There now, grumbling reader, we are happy to say, we are through with our description of “Forest Home" and appurtenances; and if you will now only fancy to yourself this quiet farm, buried in the solitude of a boundless waste of woods—a spring morning in April, and all the enclosures, buildings, and fences we have had so much trouble in describing, brilliant and pure as whitewash could make them, and not a sound to be heard save the chattering of the martin, and the rich, melodious notes of the negro as he lazily prepared for his daily labour, then will you have the entire panorama surveyed, laid out, and plotted in your mind's eye, and have a faint idea of the comfortable loneliness of a Kentucky farm, and more especially of the home of Mr.
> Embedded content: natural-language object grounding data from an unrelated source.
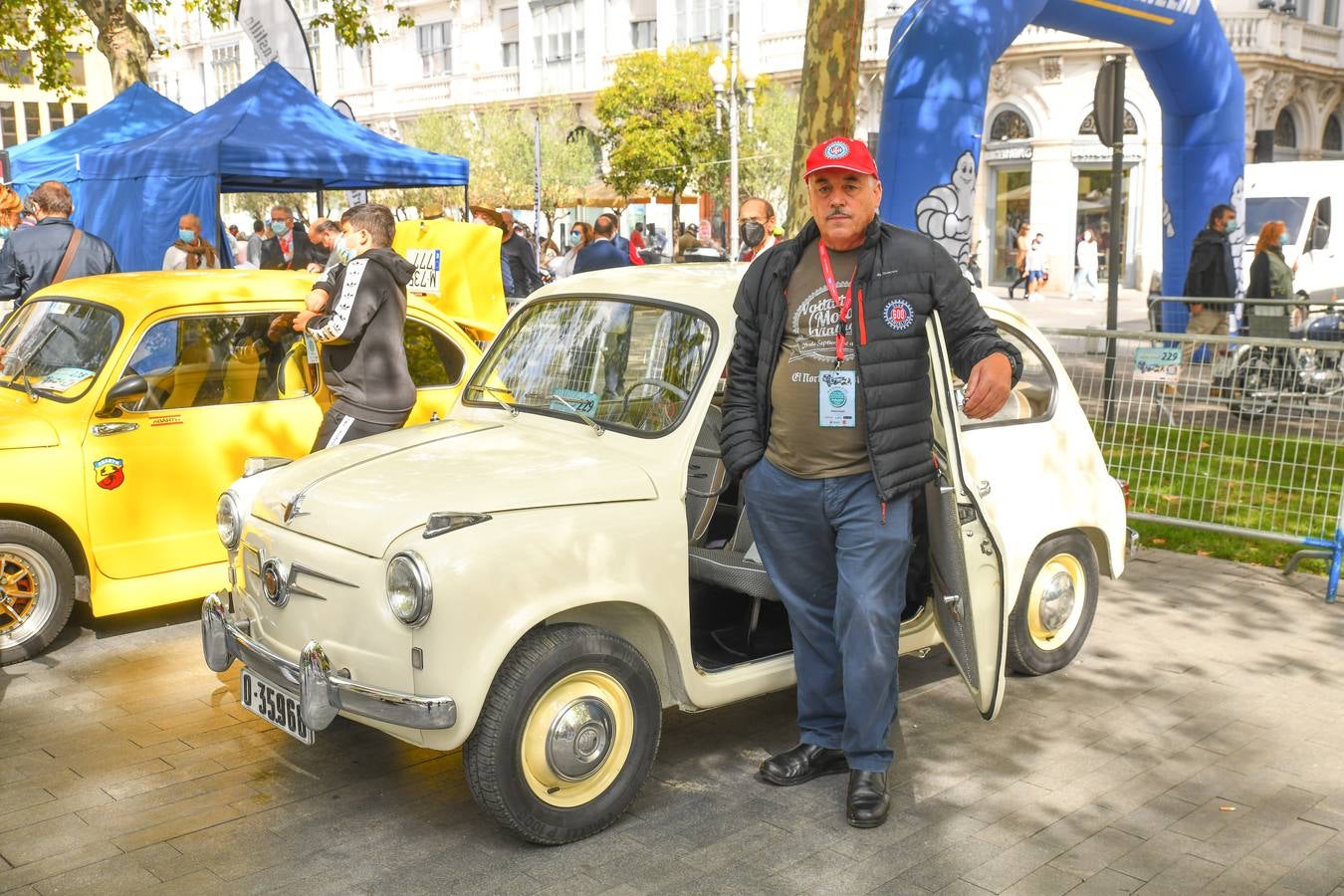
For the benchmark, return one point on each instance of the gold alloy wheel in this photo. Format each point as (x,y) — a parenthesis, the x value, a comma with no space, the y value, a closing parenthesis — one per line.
(20,588)
(576,739)
(1056,602)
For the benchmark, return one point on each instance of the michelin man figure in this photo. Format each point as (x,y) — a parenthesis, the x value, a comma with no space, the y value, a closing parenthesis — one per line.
(944,214)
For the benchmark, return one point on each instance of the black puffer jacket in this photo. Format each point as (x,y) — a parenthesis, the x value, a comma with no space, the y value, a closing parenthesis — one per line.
(31,256)
(895,266)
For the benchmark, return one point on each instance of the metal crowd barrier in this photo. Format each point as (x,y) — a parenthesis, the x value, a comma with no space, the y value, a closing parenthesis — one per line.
(1254,452)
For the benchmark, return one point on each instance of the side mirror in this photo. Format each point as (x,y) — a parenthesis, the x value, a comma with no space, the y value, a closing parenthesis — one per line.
(126,388)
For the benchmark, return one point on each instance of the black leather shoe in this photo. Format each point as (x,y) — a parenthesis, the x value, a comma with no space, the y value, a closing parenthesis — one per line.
(868,802)
(801,765)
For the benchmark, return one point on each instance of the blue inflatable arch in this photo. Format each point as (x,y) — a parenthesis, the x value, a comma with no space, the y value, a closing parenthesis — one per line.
(934,108)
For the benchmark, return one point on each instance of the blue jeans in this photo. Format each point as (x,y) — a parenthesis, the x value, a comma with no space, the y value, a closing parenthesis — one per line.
(841,572)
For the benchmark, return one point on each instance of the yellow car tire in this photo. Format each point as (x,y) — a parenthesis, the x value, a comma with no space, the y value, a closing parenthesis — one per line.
(567,734)
(37,591)
(1055,606)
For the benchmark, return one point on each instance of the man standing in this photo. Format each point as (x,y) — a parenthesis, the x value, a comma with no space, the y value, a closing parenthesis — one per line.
(190,251)
(826,418)
(288,249)
(602,253)
(756,227)
(1086,276)
(34,256)
(521,260)
(1212,274)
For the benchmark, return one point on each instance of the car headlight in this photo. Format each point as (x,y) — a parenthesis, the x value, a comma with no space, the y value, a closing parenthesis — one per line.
(229,522)
(409,591)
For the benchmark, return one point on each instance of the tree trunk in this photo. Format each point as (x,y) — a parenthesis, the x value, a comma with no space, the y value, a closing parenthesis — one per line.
(122,39)
(828,99)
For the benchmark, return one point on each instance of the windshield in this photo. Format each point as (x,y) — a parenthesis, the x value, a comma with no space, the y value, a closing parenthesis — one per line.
(614,362)
(1260,210)
(57,346)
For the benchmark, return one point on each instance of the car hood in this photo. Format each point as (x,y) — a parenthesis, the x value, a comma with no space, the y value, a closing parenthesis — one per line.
(22,430)
(364,495)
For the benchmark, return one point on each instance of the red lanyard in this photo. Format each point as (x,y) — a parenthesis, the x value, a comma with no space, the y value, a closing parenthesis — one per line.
(828,274)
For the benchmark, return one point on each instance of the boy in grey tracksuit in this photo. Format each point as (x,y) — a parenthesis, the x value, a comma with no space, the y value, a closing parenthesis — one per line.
(359,316)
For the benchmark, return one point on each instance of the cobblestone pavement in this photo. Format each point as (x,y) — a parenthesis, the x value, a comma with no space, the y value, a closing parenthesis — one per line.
(1195,746)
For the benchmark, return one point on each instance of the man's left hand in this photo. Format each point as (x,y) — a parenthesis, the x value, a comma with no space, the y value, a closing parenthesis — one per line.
(987,391)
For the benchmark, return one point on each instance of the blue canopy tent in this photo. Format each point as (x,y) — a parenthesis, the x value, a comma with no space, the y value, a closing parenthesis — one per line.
(57,156)
(269,134)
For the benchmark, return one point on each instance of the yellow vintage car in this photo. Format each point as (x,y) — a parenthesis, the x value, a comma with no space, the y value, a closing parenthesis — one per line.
(129,402)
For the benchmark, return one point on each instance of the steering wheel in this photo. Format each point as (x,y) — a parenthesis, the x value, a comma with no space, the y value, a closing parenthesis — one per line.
(663,384)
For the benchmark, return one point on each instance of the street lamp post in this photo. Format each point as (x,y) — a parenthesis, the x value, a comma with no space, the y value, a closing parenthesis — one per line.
(726,78)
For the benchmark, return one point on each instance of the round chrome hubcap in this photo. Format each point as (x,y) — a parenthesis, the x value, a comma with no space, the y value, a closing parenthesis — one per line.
(580,738)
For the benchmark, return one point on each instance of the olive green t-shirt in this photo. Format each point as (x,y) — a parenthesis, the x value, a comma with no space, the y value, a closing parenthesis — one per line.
(798,443)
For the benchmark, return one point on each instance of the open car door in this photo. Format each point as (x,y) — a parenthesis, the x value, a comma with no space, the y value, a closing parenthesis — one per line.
(970,600)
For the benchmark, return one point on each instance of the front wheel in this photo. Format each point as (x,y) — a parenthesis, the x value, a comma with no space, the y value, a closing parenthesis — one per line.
(1055,607)
(37,591)
(566,737)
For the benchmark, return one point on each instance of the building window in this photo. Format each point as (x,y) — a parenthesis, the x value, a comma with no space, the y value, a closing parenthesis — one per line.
(508,37)
(1332,140)
(31,119)
(227,73)
(644,26)
(8,125)
(699,20)
(1285,130)
(1089,125)
(1009,123)
(77,76)
(436,49)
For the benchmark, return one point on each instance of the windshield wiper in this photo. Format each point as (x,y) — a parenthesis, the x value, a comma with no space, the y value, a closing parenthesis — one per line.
(597,427)
(492,391)
(24,361)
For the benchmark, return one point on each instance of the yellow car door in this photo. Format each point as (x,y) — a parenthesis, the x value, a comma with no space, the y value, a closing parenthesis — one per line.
(214,388)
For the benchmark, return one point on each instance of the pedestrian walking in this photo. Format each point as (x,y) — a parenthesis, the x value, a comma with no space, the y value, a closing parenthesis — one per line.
(288,246)
(580,234)
(1270,277)
(1087,261)
(825,418)
(1020,260)
(53,250)
(359,318)
(1212,281)
(601,253)
(191,250)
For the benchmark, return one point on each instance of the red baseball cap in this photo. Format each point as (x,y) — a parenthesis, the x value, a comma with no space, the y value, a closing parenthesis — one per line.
(843,153)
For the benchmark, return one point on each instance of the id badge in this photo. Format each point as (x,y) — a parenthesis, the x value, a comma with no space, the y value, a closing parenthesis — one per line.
(837,398)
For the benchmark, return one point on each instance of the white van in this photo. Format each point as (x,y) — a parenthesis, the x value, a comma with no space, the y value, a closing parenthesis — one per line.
(1300,193)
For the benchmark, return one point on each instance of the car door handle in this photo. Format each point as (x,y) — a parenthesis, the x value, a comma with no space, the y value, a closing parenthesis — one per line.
(112,429)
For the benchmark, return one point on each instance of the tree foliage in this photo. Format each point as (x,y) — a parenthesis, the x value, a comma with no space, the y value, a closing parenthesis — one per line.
(38,35)
(657,122)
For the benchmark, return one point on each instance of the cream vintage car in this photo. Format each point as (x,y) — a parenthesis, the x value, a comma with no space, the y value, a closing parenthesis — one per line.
(540,575)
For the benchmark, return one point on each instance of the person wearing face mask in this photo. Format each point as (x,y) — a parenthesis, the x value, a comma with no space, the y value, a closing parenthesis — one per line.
(190,251)
(580,234)
(756,227)
(53,250)
(288,247)
(360,326)
(1270,277)
(1212,276)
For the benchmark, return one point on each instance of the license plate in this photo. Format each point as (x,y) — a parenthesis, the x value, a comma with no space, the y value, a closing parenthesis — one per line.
(273,704)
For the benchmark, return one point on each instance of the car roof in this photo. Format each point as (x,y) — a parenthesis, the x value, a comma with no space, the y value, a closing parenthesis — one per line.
(140,293)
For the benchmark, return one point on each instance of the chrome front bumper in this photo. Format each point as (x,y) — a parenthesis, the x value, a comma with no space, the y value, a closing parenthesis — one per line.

Powers, to whom we now beg the honour of giving you an introduction.
In the wide open passage of the mansion, which, by the by, was decorated with many trophies of the chase and rifle, interspersed with numerous nets, fishing poles, hunting horns, and other instruments for the destruction and taking of game, sat the owner of this lovely place, lolling with easy abandonment in a capacious arm-chair, with his feet resting lightly upon the back of a huge crouching mastiff, enjoying with listless, half-dreamy beatitude, the bracing breezes of the young spring, along with the rich flavour of an aromatic cigar, which he now and then puffed, and in a manner and with a zest that proved that he had long been accustomed to the enjoyment of the fragrant weed. From his appearance, one would judge he had not long arisen from his. slumbers, for he was yet undressed, and his shirt-bosom, unbuttoned, was thrown carelessly open, exposing a brawny, hirsute chest and throat, while he needed not only a neckcloth but a coat and vest to complete his daily toilet. Indeed, if it had not been for the little curl of smoke floating away from his lips, one might
have been easily deceived into believing the old man still asleep, and but then finishing his morning nap. Mr. Powers, for such was the name of him who now occupied the arm-chair, might have been-yes, might have been (had we seen .proper) riding one of James's celebrated horses, and might have been, had he been born in time and lived as long—as old as old Methuselah ; or if his birth had been twenty years sooner, might have been threescore and ten, and ready to wind up his mortal coil. But as it was, taking his own words for it, and the family record, and the say-so of the old woman who had some hand in aiding his first debut upon this sublunary globe, and who should know something about these matters—if anybody did—he was now, on the day of his introduction to the reader, just fifty years old; and we may add that it was not his fault that he was no older or younger; for he, like ourselves, was a man, and could not (a great misfortune) add or take one hour from his existence.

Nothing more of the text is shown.